Sabtu, 27 Oktober 2012

Tak Banyak, Tuhan



Ada yang mengalir dipipiku, tapi mulutku terbungkam, tak lagi mampu untuk berkata-kata. Aku memandangmu dari kejauhan waktu itu, tak ada senyum ataupun canda yang kau goreskan. Kenapa kamu berubah menjadi begitu kejam, membuatku kacau, tak tahu lagi bagaimana harus bertingkah didepanmu.
Padahal dua hari yang lalu kamu masih menampakkan senyum itu, berbicara denganku seolah tidak terjadi apa-apa. Tapi kini seratus delapan puluh derajat, kamu tak peduli padaku, tak peduli pada hatiku yang teriris perih kesakitan. Aku tak tahu apa yang terjadi padamu. Kamu bahkan tak pernah menjelaskannya, apa aku butuh? Tentu!

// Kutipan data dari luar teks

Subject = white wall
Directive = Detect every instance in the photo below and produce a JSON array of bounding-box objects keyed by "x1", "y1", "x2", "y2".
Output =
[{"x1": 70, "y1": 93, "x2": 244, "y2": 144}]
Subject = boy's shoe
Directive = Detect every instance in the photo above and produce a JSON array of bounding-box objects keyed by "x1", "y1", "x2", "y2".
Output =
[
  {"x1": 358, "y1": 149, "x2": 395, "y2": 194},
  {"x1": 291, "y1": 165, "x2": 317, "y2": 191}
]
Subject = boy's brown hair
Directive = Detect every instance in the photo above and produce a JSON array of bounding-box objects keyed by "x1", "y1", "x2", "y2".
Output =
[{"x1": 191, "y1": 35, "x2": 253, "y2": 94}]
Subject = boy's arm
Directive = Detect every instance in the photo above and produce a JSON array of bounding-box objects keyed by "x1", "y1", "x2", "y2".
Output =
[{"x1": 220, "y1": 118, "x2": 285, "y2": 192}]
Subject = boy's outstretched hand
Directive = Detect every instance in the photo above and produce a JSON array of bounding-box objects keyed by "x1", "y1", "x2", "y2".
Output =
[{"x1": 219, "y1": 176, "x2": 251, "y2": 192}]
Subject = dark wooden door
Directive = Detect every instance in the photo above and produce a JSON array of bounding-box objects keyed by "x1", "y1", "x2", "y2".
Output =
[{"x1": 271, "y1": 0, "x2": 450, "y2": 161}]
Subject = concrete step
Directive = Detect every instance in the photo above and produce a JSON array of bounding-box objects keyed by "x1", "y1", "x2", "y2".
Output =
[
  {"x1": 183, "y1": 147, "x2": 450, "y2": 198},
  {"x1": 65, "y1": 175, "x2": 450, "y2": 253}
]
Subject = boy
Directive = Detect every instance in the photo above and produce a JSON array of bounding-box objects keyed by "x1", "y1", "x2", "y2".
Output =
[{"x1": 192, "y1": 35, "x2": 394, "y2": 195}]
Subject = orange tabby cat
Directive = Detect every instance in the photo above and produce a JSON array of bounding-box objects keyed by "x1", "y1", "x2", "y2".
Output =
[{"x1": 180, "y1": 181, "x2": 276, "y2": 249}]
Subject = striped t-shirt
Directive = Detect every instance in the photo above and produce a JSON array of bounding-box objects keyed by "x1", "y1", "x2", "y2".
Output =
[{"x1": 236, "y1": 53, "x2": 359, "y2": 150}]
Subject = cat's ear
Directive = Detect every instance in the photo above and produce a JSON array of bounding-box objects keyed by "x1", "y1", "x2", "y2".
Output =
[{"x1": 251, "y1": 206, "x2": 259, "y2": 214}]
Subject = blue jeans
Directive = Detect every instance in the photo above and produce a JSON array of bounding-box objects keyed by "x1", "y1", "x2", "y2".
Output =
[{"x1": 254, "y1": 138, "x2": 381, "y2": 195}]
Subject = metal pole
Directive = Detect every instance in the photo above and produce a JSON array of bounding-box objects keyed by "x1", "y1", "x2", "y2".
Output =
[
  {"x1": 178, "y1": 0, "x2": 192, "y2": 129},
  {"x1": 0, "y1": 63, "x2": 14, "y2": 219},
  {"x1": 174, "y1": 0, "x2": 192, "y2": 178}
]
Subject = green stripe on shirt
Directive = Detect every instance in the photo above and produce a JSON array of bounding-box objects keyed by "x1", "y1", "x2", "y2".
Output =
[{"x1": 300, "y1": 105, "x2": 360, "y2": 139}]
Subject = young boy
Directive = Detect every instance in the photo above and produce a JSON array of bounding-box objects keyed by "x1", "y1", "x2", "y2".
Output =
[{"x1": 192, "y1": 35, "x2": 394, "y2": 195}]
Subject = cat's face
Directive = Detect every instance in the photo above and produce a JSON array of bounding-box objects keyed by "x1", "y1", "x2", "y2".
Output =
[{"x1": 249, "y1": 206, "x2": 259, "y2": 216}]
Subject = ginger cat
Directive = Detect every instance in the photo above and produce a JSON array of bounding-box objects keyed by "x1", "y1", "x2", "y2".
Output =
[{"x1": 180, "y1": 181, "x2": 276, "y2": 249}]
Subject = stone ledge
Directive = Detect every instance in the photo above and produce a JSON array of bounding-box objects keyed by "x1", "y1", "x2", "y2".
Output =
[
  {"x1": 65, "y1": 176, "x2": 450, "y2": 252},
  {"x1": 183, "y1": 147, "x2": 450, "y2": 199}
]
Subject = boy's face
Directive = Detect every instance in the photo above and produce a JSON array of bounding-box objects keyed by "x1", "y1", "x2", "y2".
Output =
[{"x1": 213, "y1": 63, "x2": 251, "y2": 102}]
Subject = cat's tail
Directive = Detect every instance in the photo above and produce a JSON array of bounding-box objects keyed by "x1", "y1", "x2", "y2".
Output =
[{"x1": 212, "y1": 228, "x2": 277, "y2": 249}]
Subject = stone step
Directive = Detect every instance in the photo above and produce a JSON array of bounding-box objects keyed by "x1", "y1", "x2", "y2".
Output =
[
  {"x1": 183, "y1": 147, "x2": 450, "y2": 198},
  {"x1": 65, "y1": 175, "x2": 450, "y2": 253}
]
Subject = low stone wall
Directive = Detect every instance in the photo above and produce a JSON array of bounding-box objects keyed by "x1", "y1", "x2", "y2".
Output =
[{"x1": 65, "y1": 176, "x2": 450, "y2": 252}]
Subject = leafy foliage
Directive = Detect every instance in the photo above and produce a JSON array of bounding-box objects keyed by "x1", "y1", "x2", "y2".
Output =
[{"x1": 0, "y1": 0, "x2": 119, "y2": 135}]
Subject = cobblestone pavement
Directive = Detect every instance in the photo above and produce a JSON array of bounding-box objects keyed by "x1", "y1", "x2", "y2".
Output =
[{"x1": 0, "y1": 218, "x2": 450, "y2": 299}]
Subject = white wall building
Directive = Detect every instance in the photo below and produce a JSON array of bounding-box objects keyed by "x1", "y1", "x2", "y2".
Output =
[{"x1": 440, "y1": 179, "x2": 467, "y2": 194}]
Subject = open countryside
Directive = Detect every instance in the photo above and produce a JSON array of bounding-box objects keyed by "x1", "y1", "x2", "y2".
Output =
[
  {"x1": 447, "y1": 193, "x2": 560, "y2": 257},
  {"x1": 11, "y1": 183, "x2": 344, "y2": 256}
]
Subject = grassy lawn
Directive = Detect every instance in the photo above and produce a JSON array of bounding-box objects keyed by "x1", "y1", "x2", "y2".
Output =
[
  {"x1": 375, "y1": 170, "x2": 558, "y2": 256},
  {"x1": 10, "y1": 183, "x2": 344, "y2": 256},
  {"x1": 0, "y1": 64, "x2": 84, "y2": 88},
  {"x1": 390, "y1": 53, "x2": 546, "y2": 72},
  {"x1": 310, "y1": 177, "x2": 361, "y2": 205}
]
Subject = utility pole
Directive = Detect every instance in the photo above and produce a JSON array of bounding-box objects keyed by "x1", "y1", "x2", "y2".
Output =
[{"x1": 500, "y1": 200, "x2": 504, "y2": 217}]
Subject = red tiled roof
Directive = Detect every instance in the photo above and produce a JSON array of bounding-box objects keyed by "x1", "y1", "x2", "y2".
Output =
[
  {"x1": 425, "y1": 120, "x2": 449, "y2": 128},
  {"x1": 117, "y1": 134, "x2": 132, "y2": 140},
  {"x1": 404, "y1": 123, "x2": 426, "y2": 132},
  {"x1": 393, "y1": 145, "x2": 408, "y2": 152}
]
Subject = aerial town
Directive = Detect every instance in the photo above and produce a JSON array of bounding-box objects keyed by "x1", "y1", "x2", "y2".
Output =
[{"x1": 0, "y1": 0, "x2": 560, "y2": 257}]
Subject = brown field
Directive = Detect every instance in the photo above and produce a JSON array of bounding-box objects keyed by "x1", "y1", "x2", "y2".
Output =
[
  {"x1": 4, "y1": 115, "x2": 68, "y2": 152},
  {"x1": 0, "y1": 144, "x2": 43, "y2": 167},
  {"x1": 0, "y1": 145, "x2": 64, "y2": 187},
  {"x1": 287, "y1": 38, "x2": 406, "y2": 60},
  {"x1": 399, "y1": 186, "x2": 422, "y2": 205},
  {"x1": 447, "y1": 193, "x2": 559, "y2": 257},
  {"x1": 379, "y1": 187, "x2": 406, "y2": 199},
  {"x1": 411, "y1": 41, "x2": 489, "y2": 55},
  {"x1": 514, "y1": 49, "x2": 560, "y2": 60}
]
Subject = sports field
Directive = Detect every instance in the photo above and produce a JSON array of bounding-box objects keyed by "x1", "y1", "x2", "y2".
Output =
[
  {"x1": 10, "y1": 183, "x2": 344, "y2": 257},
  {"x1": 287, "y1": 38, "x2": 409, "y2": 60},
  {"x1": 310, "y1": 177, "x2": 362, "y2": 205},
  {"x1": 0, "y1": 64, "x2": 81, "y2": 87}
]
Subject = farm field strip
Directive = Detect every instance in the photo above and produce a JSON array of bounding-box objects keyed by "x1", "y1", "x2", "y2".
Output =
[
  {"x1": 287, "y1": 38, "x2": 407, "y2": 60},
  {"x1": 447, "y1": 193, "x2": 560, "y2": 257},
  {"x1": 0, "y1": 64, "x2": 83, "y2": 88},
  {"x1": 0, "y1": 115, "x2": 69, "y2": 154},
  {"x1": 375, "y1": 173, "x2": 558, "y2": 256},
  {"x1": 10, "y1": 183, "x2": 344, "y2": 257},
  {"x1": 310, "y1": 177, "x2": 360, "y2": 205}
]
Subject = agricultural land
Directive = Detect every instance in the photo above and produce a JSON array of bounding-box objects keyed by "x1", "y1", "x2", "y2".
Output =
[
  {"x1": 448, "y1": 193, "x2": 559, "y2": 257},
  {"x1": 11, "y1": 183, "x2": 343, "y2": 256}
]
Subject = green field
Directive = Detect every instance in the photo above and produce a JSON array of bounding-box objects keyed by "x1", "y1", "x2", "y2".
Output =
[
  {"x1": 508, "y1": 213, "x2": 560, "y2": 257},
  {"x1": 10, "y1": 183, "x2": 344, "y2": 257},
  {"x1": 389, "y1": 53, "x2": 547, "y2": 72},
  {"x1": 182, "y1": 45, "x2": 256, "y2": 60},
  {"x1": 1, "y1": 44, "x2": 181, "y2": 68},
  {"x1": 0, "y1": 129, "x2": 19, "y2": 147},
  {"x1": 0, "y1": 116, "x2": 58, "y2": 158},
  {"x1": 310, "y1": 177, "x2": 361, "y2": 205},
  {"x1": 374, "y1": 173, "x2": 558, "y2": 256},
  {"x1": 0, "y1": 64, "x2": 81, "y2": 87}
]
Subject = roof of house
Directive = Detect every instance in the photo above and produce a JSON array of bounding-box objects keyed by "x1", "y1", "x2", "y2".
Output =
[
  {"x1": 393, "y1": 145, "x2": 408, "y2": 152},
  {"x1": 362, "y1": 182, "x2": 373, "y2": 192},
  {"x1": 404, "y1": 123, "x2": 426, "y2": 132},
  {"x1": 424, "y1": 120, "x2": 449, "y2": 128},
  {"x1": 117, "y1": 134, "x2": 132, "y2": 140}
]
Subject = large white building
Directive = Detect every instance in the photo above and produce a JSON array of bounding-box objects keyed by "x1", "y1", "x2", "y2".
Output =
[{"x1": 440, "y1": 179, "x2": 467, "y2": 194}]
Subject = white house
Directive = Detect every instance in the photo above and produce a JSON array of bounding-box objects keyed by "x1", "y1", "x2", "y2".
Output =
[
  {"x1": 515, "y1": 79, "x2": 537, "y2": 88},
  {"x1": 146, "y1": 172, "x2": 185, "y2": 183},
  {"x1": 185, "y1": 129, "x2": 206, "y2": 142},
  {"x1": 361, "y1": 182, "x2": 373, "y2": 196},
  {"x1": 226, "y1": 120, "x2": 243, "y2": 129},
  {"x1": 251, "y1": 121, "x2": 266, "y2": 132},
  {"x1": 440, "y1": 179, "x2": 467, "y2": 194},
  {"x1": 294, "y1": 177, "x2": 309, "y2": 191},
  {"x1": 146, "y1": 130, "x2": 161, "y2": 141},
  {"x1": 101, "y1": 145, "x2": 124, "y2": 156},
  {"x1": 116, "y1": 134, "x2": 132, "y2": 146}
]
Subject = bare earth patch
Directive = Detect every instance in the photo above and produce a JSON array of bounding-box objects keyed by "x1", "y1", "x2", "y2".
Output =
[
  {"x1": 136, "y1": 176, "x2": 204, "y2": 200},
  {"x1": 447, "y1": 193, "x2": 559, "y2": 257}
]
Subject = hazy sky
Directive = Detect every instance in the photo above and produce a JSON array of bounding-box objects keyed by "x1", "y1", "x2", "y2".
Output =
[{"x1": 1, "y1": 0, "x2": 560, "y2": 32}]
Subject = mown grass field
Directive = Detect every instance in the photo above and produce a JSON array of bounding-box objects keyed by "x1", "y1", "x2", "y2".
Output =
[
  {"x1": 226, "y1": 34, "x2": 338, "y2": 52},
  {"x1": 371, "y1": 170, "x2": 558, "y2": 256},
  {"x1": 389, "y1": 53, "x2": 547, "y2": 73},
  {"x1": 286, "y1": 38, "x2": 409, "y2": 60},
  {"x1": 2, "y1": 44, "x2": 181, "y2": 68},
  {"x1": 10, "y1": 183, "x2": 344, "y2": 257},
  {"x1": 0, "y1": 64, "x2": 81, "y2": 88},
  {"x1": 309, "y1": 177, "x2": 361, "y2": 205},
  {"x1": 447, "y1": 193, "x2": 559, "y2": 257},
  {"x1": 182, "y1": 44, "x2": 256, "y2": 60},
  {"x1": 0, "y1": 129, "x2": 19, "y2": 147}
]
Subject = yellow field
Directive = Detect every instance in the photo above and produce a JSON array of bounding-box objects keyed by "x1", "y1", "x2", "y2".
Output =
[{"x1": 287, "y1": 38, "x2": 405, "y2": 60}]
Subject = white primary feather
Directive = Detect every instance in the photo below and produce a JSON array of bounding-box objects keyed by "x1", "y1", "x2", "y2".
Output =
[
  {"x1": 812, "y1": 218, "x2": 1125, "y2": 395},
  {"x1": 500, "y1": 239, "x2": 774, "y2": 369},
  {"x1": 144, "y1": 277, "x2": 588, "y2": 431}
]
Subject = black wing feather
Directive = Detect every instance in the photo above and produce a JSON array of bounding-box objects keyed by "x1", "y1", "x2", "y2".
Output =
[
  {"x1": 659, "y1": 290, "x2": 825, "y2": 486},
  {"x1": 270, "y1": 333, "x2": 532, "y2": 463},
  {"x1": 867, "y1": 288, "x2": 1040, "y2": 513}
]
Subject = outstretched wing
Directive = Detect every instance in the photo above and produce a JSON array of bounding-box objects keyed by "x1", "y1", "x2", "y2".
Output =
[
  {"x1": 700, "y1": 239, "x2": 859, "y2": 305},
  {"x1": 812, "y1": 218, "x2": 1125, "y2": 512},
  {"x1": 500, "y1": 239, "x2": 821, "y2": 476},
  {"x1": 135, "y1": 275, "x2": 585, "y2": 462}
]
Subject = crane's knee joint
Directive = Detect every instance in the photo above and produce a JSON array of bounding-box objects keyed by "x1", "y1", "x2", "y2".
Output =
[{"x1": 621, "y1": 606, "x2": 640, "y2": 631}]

Aku butuh alasan konkrit kenapa aku tak lagi pantas untukmu. Tak lagi pantas mendampingimu. Tak lagi pantas mencintaimu. Tak lagi pantas menjadi kebanggaanmu. Tak lagi menjadi sandaranmu. Tak lagi pantas dicintai olehmu. Tak lagi pantas jadi wanitamu. . . Hal yang selalu aku banggakan.
Aku butuh alasan. Tidak untuk tahu lalu berusaha memperbaiki dan merubah untuk kembali lagi padamu. Aku tahu hatimu kini sudah tertutup untukku. Kamu sudah mengatakan dengan jelas dibagian itu, dulu. Tapi akankah kamu merubah prinsipmu? Aku jelas tak tahu. Yang jelas, aku takkan memaksamu untuk kembali padaku. Meskipun ulu hati selalu perih saat aku mengingat kamu bukan lagi pangeran berkudaku.
Kamu tahu apa yang coba kulakukan selanjutnya? Berusaha sekuat tenaga buat ikhlasin kamu, menyapamu lagi seperti dulu—ya, seperti teman, berusaha bertingkah seperti tidak terjadi apa-apa. Tapi aku merasa hatimu terlalu beku untukku. Aku harus memahatnya sedikit demi sedikit untuk meruntuhkannya. Mengembalikan sosok yang hangat dan ceria, serta senyum lebar yang selalu kurindukan.
Tuhan, seandainya aku bisa memutar waktu. Aku berharap aku tahu kesalahan-kesalahanku waktu itu sehingga aku bisa memperbaikinya saat itu juga. Tapi kini rasanya sudah begitu terlambat. Aku menyesal aku tidak bisa memperbaikinya.
Setidaknya, jika memang aku tidak ditakdirkan untuknya. Izinkan aku untuk mencintainya diam-diam. Menahan setiap percikan hatiku ketika menatap matanya, mendengar renyah tawanya, melihat senyumnya, aku berharap aku dan dia masih bisa berbincang dalam satu ikatan yang bernamakan “teman”.
Aku mencintainya, Tuhan. Tapi jika dia memang sudah memutuskan demikian, aku pun tak bisa memaksanya untuk kembali. Yang aku mohon ditengah malam ini hanyalah, semoga setengah tidurku selanjutnya adalah bermimpi tentangnya. Dan esok ketika aku bertemu dengannya, dia akan memberiku senyuman lagi, mengejekku lagi, lalu bermain-main lagi seolah semua baik-baik saja. Aku tidak berharap banyak, Tuhan. Hanya itu. Amin.